1. This suit for Partition and Rendition of Accounts has been pending for almost three decades. Fifteen years ago, on 18.11.1985, after recording the statement of Shri Gokul Chand Taneja, Defendant No.4, Messrs Taneja Spin Pvt. Ltd. was restrained from 'recovering the moneys which are receivable from the Jammu & Kashmir Government.' Taneja Skin Pvt. Ltd. is not a party in the Plaint, but has filed this application Under Section 151 of the Code of Civil Procedure, on 25.5.2000, for recalling and vacating the aforementioned orders. It is Shri Gokul Chand Taneja who has filed the supporting affidavit. It was also candidly admitted by Shri J.N. Aggarwal that Taneja Skip Pvt. Ltd. was fully aware of the said orders at the time when they were passed. It is his contention however, that the reliefs that were contemplated in the suit were in respect of Hindustan Trading Co. and Taneja Trading Co. and not the applicant Company. The order had not been remonstrated against earlier, in the expectation that the suit would be decided shortly thereafter. In essence, Mr. Aggarwal's argument is that since with the exception of Shri Jagdish Mittal no other person in the Schedule has any share holding in the applicant, there is no justification for denying it the fruits of the decree obtained by it. The parties admit, however, that an appeal against the decree is still pending, but the submission is that this fact would have no bearing on the release of amounts lying in this Court under the interdiction contained in the said orders.

2. The first question that arises is whether the present application is maintainable. The applicant was well aware of the passing of the orders dated 18.11.1985 and could have assailed them within the prescribed time by whichever legal process it considered appropriate. The grounds for such challenge would essentially be the same as have been advanced before me, although Learned Counsel for the Applicant has sagaciously attempted to camouflage it by arguing that it has been filed because of the delay in the disposal of the suit. Most often, these delays are occasioned by parties filing vexatious and mala fide petitions intended to procrastinate the final decision. It was pointed out by Learned Counsel for the non-applicants that in this context it is Shri Gokul Chand who has neglected to render accounts despite directions to this end. However, it is hardly relevant who is responsible for the delay since the proper remedy ought to have been initiated in 1985.
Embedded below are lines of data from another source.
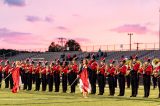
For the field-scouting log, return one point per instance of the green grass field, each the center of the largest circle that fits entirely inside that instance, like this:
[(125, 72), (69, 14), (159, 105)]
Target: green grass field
[(33, 98)]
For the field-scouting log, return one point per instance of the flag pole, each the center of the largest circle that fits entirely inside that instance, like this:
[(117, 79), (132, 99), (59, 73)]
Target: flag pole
[(6, 77)]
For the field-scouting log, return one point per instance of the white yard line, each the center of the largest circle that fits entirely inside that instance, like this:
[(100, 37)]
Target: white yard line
[(21, 99)]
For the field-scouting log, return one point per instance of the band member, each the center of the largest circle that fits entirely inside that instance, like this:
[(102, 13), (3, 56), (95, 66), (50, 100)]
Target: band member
[(1, 68), (111, 71), (72, 75), (10, 72), (147, 70), (65, 70), (38, 76), (121, 76), (101, 76), (128, 76), (57, 69), (50, 77), (93, 74), (134, 76), (43, 73), (85, 86), (30, 72), (6, 73)]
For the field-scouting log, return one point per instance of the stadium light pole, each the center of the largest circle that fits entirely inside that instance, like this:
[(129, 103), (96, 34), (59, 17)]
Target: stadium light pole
[(130, 41), (159, 28)]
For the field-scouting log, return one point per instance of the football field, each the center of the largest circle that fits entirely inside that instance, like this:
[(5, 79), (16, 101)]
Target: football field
[(34, 98)]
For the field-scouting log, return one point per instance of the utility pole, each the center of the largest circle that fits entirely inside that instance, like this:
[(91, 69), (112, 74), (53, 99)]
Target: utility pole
[(159, 28), (130, 41)]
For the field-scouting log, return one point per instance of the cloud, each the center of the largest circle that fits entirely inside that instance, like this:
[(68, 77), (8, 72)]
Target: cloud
[(33, 18), (75, 15), (62, 28), (19, 3), (135, 28), (82, 40), (15, 37), (48, 19), (4, 32)]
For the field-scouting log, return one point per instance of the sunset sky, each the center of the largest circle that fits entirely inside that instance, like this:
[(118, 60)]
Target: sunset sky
[(31, 24)]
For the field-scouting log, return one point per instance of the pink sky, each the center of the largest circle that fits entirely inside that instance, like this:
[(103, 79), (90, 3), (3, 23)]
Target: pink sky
[(34, 24)]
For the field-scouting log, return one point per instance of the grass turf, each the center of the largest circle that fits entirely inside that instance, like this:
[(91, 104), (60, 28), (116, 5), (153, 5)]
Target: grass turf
[(34, 98)]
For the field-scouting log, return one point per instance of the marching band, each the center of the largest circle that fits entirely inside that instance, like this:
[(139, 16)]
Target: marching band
[(126, 71)]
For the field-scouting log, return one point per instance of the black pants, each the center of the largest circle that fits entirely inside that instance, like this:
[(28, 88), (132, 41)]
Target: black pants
[(101, 83), (115, 82), (93, 82), (38, 81), (134, 83), (8, 81), (50, 82), (154, 80), (128, 81), (121, 80), (33, 78), (158, 79), (57, 81), (146, 83), (29, 81), (111, 82), (25, 79), (64, 82), (44, 82), (72, 76), (0, 79)]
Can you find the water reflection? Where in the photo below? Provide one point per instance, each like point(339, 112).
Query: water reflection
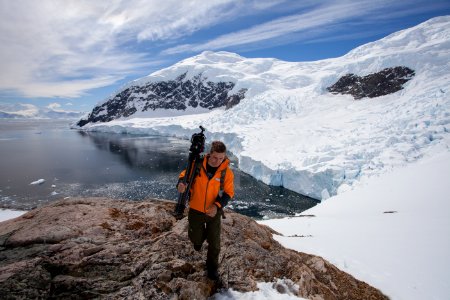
point(162, 158)
point(118, 166)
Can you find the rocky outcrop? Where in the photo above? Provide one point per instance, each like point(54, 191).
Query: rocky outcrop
point(109, 249)
point(387, 81)
point(177, 94)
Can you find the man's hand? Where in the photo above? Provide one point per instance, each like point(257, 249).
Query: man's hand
point(211, 211)
point(181, 187)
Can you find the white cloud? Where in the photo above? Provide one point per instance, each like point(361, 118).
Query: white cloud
point(54, 106)
point(313, 23)
point(65, 48)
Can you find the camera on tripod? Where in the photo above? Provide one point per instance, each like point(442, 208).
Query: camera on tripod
point(197, 142)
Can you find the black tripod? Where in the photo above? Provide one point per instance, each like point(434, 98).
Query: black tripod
point(197, 147)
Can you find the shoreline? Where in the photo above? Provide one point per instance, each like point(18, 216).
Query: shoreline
point(8, 214)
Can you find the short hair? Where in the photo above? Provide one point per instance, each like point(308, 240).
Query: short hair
point(218, 146)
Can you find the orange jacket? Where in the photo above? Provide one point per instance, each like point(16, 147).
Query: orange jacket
point(204, 192)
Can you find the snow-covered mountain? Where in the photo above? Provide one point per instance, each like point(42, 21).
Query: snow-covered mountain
point(288, 122)
point(29, 111)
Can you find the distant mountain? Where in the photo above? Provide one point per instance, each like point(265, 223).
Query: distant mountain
point(213, 80)
point(29, 111)
point(312, 127)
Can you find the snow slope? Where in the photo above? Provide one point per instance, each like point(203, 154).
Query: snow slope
point(290, 131)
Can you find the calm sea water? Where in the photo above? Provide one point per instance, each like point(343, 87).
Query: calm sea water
point(75, 163)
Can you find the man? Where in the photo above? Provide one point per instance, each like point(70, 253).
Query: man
point(207, 201)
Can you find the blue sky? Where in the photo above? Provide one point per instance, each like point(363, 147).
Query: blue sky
point(72, 54)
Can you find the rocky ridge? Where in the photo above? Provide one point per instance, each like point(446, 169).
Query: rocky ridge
point(112, 249)
point(177, 94)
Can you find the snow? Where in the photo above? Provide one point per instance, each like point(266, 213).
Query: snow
point(391, 231)
point(7, 214)
point(267, 291)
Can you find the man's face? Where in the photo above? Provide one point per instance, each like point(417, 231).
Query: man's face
point(215, 159)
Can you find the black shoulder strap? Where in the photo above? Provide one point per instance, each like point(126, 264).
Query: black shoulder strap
point(222, 181)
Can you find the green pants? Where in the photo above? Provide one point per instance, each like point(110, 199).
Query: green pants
point(203, 227)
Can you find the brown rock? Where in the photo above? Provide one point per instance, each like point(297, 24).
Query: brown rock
point(101, 248)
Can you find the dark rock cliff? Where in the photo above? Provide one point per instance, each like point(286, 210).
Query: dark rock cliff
point(387, 81)
point(177, 94)
point(105, 249)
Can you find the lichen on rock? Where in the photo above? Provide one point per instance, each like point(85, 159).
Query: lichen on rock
point(102, 248)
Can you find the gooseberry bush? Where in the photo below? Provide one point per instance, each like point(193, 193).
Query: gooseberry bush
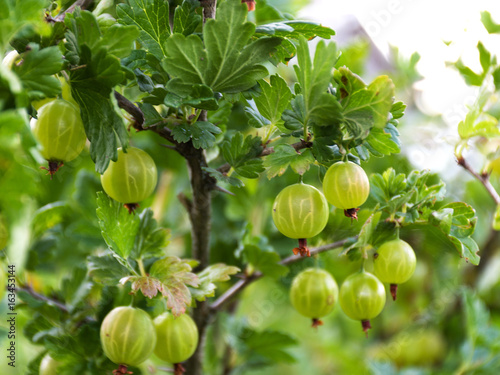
point(188, 164)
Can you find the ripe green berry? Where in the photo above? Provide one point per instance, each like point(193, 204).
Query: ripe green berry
point(362, 297)
point(128, 336)
point(132, 178)
point(300, 211)
point(48, 366)
point(177, 337)
point(59, 130)
point(394, 263)
point(314, 293)
point(346, 186)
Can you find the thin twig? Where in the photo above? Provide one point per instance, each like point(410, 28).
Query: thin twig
point(241, 284)
point(83, 4)
point(483, 178)
point(41, 297)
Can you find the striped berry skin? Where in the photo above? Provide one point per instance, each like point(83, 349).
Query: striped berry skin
point(314, 293)
point(346, 185)
point(395, 263)
point(132, 178)
point(362, 296)
point(48, 366)
point(128, 336)
point(300, 211)
point(177, 337)
point(59, 130)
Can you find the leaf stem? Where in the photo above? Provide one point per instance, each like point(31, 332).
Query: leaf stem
point(141, 267)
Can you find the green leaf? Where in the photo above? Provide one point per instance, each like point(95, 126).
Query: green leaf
point(92, 88)
point(197, 96)
point(484, 57)
point(491, 26)
point(118, 227)
point(477, 318)
point(294, 29)
point(105, 269)
point(243, 154)
point(103, 125)
point(284, 156)
point(14, 15)
point(212, 274)
point(201, 133)
point(186, 20)
point(348, 82)
point(471, 78)
point(83, 30)
point(273, 99)
point(380, 143)
point(365, 235)
point(475, 126)
point(271, 345)
point(151, 239)
point(295, 118)
point(320, 108)
point(464, 219)
point(76, 288)
point(457, 221)
point(169, 276)
point(118, 40)
point(369, 107)
point(228, 64)
point(152, 19)
point(48, 216)
point(37, 69)
point(496, 78)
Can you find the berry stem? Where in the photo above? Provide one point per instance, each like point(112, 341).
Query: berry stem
point(303, 250)
point(53, 167)
point(366, 326)
point(179, 369)
point(394, 291)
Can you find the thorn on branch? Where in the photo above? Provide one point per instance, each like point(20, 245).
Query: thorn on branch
point(132, 109)
point(186, 202)
point(221, 189)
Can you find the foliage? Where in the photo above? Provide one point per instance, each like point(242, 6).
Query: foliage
point(205, 89)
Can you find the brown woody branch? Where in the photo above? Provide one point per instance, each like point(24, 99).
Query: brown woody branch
point(51, 301)
point(484, 178)
point(241, 284)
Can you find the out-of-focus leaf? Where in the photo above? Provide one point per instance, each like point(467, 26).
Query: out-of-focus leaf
point(284, 156)
point(37, 69)
point(201, 133)
point(48, 216)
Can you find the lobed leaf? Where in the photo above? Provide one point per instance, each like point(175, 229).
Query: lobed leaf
point(151, 17)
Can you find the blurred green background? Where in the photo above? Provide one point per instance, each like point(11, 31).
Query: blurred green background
point(446, 319)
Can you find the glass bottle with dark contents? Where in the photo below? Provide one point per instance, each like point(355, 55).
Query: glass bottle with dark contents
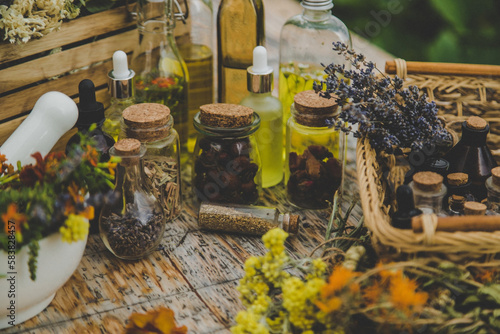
point(227, 167)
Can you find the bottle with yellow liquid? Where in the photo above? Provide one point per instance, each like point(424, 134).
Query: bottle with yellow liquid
point(306, 43)
point(269, 135)
point(240, 28)
point(194, 38)
point(161, 73)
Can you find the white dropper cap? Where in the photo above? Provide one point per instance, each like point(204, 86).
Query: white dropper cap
point(121, 78)
point(120, 65)
point(52, 116)
point(260, 75)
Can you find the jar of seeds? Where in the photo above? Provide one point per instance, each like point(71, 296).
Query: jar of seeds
point(314, 151)
point(132, 225)
point(227, 165)
point(245, 219)
point(152, 124)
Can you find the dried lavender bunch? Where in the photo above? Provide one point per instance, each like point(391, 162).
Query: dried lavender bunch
point(390, 116)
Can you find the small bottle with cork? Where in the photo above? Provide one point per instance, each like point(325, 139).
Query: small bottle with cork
point(152, 124)
point(493, 186)
point(227, 167)
point(472, 156)
point(428, 192)
point(458, 186)
point(244, 219)
point(314, 151)
point(131, 226)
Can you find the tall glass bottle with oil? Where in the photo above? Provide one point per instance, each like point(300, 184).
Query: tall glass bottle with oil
point(161, 73)
point(240, 28)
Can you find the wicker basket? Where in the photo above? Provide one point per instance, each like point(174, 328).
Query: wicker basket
point(457, 97)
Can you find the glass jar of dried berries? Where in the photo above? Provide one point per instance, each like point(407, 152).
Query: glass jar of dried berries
point(315, 151)
point(227, 166)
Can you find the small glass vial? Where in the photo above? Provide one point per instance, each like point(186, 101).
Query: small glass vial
point(315, 152)
point(132, 225)
point(227, 166)
point(243, 219)
point(493, 187)
point(152, 124)
point(458, 186)
point(428, 192)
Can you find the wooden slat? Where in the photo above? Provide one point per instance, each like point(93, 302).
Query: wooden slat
point(70, 32)
point(63, 62)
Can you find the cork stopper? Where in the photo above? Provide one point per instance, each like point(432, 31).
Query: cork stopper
point(428, 181)
point(474, 208)
point(310, 102)
point(146, 115)
point(495, 175)
point(457, 179)
point(292, 225)
point(224, 115)
point(476, 123)
point(128, 146)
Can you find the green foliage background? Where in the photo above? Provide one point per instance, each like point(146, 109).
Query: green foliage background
point(464, 31)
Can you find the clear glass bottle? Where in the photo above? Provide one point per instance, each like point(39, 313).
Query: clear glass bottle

3. On merits, the contention is that the substantial shareholding of the applicant was not held by any of the parties hereto. However, a perusal of the statement of Shri Gokul Chand Taneja, Defendant No.4 recorded immediately prior to the passing of the said order was, inter alia, that he was a Director of the applicant Company: that the erstwhile partnership firm was carrying on business as tenants in 12-13 Dua Wool Market, Sadar Bazar, which tenancy was surrendered and thereupon taken over by the applicant. Even if there is apparently a substantial difference in its shareholding, the presence of Shri Gokul Chand is a thread which runs throughout the fabric of the applicant Company; furthermore the applicant has also succeeded to the possession of the premises earlier with the firm. It is far too incredible in the existing factual situation that the firm relinquished its valuable tenancy rights and that the applicant independently came to acquire them. In my view, prima facie, the applicant succeeded to assets of the erstwhile firms of which rendition of accounts has been prayed for in the suit. This was obviously the reason which persuaded the Court to pass the injunction in 1985. To recall these orders and further to release the amounts deposited by the Government of Jammu and Kashmir to the applicant may well deprive the Plaintiff of moneys through which they can make recoveries of possible dues.

4. The application is without merit and is dismissed with costs of Rs.3000/-, to be paid to the Plaintiff within thirty days.